This is a preview of one of the articles in the new KROST Quarterly Real Estate Issue, titled “Qualified Improvement Property (QIP) Technical Correction and Bonus Depreciation” by Elvira Frencillo and So Sum Lee

The coronavirus has turned the world upside down. It has cost so many lives and caused agony to individuals and businesses. To help stimulate the economy and U.S. citizens and business to get over this devastating pandemic, the “Coronavirus Aid, Relief, and Economic Security Act” (CARES Act) was enacted in March 2020, providing many tax provisions that favor taxpayers. Within the CARES Act is the long waited technical correction related to Qualified Improvement Property (QIP).

Background

Historically, building improvement had a long useful life for depreciation purposes. Commercial real estate is depreciated over 39 years on a straight-line basis. Therefore, it takes years for businesses to recover their investment. To help stimulate the real estate sector after September 11, 2001, Congress put in place various provisions that allowed certain qualified real property to be depreciated over 15 years instead of 39 years. Furthermore, certain real property also qualified for bonus deprecation, which allowed businesses to fully depreciate such property in the placed-in-service year.

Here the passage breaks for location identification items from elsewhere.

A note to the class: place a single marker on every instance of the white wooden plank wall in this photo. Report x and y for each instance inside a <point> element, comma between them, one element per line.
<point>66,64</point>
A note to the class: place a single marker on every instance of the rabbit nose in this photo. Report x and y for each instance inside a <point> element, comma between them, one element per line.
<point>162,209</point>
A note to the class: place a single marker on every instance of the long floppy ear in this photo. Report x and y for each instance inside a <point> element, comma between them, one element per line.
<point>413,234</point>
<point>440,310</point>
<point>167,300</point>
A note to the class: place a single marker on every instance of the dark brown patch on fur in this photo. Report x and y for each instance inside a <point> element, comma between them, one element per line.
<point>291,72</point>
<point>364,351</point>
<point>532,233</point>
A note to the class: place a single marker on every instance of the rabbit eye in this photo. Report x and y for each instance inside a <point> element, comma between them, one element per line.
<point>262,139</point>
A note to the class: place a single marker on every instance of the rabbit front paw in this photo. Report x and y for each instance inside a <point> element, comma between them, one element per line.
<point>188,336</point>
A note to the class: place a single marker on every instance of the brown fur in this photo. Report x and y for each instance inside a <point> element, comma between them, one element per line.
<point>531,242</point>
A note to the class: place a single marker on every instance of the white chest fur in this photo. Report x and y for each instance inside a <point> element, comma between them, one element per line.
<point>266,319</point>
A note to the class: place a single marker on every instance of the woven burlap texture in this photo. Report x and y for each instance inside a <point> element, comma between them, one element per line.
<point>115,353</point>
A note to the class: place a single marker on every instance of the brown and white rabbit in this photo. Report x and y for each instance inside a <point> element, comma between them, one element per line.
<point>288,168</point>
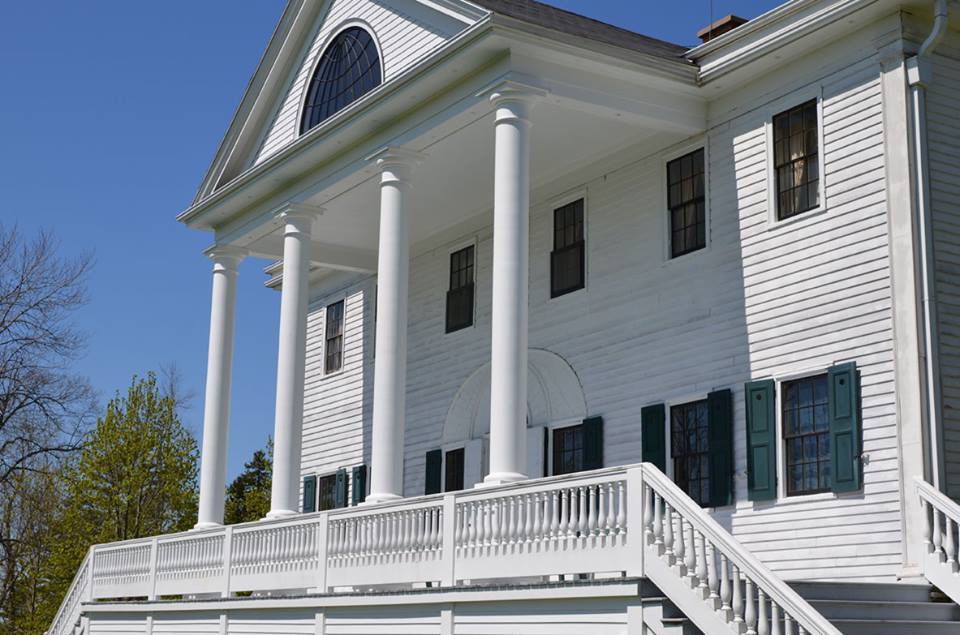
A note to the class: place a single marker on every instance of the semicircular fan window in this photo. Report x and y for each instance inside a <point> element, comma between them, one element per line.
<point>348,69</point>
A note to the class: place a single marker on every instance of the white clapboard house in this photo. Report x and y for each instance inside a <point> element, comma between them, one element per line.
<point>582,331</point>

The Tax Cuts and Jobs Act (TCJA) enacted in 2017, consolidated the three categories of real property into what is now called Qualified Improvement Property (QIP): qualified leasehold improvements, qualified retail improvements, and qualified restaurant property. QIP is defined as any improvement made by the taxpayer to an interior portion of a building that is nonresidential real property as long as that improvement is placed in service after the building was first placed in service by any taxpayer. Qualified improvement property specifically excludes expenditures for (1) the enlargement of the building; (2) elevators or escalators; and (3) the internal structural framework of a building. The introduction of QIP is meant to simplify and streamline the various provisions introduced throughout the years while maintaining the same benefits that have been provided to taxpayers. However, the TCJA was written in such a hurry that a major oversight caused qualified improvement property, to be depreciated over 39 years instead of 15 years as intended by Congress. Such oversight also caused qualified improvement property to be ineligible for bonus depreciation. We have been waiting for technical corrections on this issue ever since TCJA came out.

Bonus Depreciation

In 2002, Congress enacted bonus depreciation through the Job Creation and Worker Assistance Act as a tax incentive measure to stimulate the economy. Bonus depreciation is a method of accelerated depreciation that allows businesses to deduct the cost of an eligible property in the first-year of service. Depreciable business assets with a recovery period of 20 years or less and other types of property are generally eligible. For example, machinery, equipment, computers, appliances, and furniture generally qualify.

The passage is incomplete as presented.